Having moved from where I finally had found friends after living in Tacoma, WA for 10 years, I have to do it all again and I can't stand it! I have no friends, or just acquaintances and I haven't found people I click with or just laugh with. It makes me so sad and discouraged because it's hard.
I'm very close to my mom and we sometimes call each other every day. We have very strong differences but somehow she's still my person. I have a big sister too but we don't manage to call each other very much. We get along though. And of course I live in the US and my entire family is in France so that makes it hard. We don't see each other.

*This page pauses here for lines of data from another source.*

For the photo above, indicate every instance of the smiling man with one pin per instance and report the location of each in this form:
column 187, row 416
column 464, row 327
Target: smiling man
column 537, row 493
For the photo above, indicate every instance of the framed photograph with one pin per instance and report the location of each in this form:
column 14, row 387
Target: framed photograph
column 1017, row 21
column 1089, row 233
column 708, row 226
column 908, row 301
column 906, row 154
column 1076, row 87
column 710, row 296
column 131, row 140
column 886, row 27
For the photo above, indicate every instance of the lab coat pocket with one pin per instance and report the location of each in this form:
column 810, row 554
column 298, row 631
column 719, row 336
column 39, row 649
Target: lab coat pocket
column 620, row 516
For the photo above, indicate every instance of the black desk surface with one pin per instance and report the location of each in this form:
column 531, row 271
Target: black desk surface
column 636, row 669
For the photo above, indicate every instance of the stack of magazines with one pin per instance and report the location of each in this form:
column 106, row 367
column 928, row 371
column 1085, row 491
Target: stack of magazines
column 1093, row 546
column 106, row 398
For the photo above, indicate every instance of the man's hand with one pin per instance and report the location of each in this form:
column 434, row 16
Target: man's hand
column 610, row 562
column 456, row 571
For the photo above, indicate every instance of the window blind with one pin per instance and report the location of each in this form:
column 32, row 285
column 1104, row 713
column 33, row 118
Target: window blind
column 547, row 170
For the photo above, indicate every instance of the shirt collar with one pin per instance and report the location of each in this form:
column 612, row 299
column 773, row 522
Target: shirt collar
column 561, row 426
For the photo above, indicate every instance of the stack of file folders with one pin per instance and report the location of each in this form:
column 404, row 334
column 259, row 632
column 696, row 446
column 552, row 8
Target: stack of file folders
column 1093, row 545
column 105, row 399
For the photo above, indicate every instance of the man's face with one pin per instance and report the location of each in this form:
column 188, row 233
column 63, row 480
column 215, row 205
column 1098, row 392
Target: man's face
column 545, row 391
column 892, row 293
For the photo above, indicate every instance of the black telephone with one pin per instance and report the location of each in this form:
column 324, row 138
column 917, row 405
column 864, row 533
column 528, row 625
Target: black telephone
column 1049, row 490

One day I'll find a job after all my kids have gone to school and am really hoping the people there can become friends because I have no other outlet.
But when I have close friends that I can share anything with I am not shy at all!
I come from a family of introverts, so when my son married an extrovert, it took some getting used to for all of us. She was overwhelming at first for us and we felt standoffish to her. But we worked it all out successfully. Thank goodness. I can't imagine not getting along with my DIL.